Let’s assume that this woman had taken something cleaner…
say she took Gala (industrialized sausage roll) and decided to hand the wrap to
our conductor to throw away. The man
would have taken it and thrown it out. And there are thousand other buses and
cabs doing the same in the same city. The end result is the littered streets
you see everywhere.
But there are actually two major types of filth on our
streets. There is the impromptu litter
and there is the dunghill. The
impromptu litter has been expressed vividly in the Gala example. Or in the
average pedestrian getting rid of his plastic bag on our roads. But it doesn’t
just end there; there is this really backward mentality I’ve noticed many
people have for gutters. A gutter is a path created for water to run through
for everybody’s comfort. It is not a junk yard. The filthiness of gutters are
so legendary, it is considered the worst of luck to fall into one of them. In
fact, many old popular jokes involve people falling into those water ways.
There is one interesting thing I discovered during my
investigations on impromptu litter; I discovered that arguably half of the
litter was the famous pure water
sachet.
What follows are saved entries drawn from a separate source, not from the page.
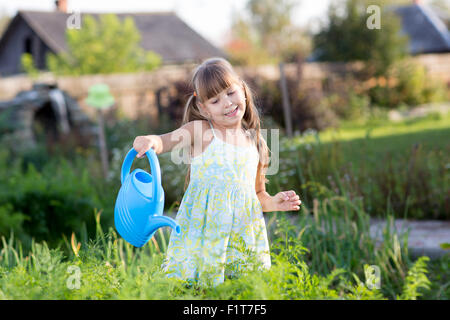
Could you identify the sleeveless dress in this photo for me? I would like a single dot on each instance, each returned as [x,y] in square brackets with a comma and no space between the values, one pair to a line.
[220,216]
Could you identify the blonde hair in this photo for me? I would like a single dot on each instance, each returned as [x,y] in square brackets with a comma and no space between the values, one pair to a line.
[210,78]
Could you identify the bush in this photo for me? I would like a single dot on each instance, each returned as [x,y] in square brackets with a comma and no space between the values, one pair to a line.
[407,84]
[45,205]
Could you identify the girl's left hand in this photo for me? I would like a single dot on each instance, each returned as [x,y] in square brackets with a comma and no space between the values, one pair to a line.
[286,201]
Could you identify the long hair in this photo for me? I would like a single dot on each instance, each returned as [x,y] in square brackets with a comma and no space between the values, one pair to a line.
[210,78]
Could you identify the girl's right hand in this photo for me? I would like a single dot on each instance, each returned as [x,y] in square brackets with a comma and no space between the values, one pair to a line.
[144,143]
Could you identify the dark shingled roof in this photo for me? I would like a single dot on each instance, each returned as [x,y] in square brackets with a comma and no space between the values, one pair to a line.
[162,32]
[426,31]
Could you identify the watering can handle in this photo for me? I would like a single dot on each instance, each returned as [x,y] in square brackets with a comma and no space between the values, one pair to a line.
[154,166]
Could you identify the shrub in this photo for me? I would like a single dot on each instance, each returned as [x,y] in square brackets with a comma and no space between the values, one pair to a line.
[44,205]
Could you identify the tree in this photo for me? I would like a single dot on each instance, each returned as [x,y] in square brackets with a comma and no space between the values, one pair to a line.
[266,33]
[101,47]
[347,37]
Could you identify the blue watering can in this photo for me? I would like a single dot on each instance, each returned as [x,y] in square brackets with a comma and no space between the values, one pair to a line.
[140,202]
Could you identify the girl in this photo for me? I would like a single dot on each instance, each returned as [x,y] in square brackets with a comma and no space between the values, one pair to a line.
[221,212]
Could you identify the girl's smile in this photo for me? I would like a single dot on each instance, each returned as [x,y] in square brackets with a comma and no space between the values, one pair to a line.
[228,106]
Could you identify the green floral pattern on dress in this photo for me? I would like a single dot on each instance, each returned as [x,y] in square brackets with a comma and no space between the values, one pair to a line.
[219,211]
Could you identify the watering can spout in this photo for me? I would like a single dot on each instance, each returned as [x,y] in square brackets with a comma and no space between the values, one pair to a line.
[156,221]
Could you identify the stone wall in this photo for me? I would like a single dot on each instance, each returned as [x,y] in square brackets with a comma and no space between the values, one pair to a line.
[135,93]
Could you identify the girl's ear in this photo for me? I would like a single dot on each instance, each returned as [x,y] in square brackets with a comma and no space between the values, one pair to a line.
[202,109]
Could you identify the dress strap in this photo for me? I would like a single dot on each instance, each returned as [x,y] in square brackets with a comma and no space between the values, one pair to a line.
[210,124]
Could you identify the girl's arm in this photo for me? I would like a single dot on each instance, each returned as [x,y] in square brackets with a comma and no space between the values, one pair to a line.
[282,201]
[181,137]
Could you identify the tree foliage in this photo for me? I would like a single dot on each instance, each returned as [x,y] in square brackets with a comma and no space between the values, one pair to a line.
[347,37]
[103,46]
[265,34]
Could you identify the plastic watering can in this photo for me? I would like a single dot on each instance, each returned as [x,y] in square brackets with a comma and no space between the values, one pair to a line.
[140,202]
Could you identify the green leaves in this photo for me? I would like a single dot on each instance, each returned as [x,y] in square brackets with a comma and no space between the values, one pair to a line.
[102,46]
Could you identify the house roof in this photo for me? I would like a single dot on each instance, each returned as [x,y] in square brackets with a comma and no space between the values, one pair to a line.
[162,32]
[426,31]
There are of course many obvious answers to why the pure water makes up the most litter. It
is cheap water, and all the filthy people need cheap water.
Then there is the dunghill. The dunghill has a life cycle
(just like the butterfly). First the dunghill is created when everyone in a
community agrees that a particular part of the street is for dumping garbage
(egg stage). Then everyone dumps their garbage and the dung hill is growing
rapidly (larva stage). Some dunghills are fed so much so fast that they grow
fat and bulky and in some habitat they have been known to take some swallow
vital parts of the road (pupae stage). Then finally, when the dunghill appears
to be causing direct harm to its location someone takes it upon themselves to
burn it (adult stage). In some rare scenarios, the dunghill is kidnapped by the
government to be incinerated elsewhere. The dunghill always leaves some tiny
eggs in that location in the form of an empty pure water bag or the Gala wrap for the cycle to begin again.
It’s nearly ironic how many Nigerians are the causes of
their own problems. Staying in a dirty environment not only has an obvious
health effect of the indigenes of that area but it also has a negative
psychological effect. Leila Glen from www.busyclean.co.uk
has written that dirty places causes people to be more prone to stress, depression,
poorer relationships and poorer productivity.
WHAT IS THE SOLUTION?
Eliminating the various species of dunghills before the egg
even develops is one way. Also, the provision of more public waste bins in
strategic locations will most likely stop the average pedestrian from throwing
things on the ground.
Like I mentioned earlier, most of these things are our
fault. If that agidi woman was
brought up in the same family I came from, throwing junk out the window would
be an abomination. Endeavour to start a change from your side. Brighten your
corner! It is a problem of negative socialization.
The government should also start to fine people for
littering. That way the vast majority of policemen can find something else to
do aside begging and stealing. It doesn’t end there, the government can also
provide more street cleaners alongside with litter policies.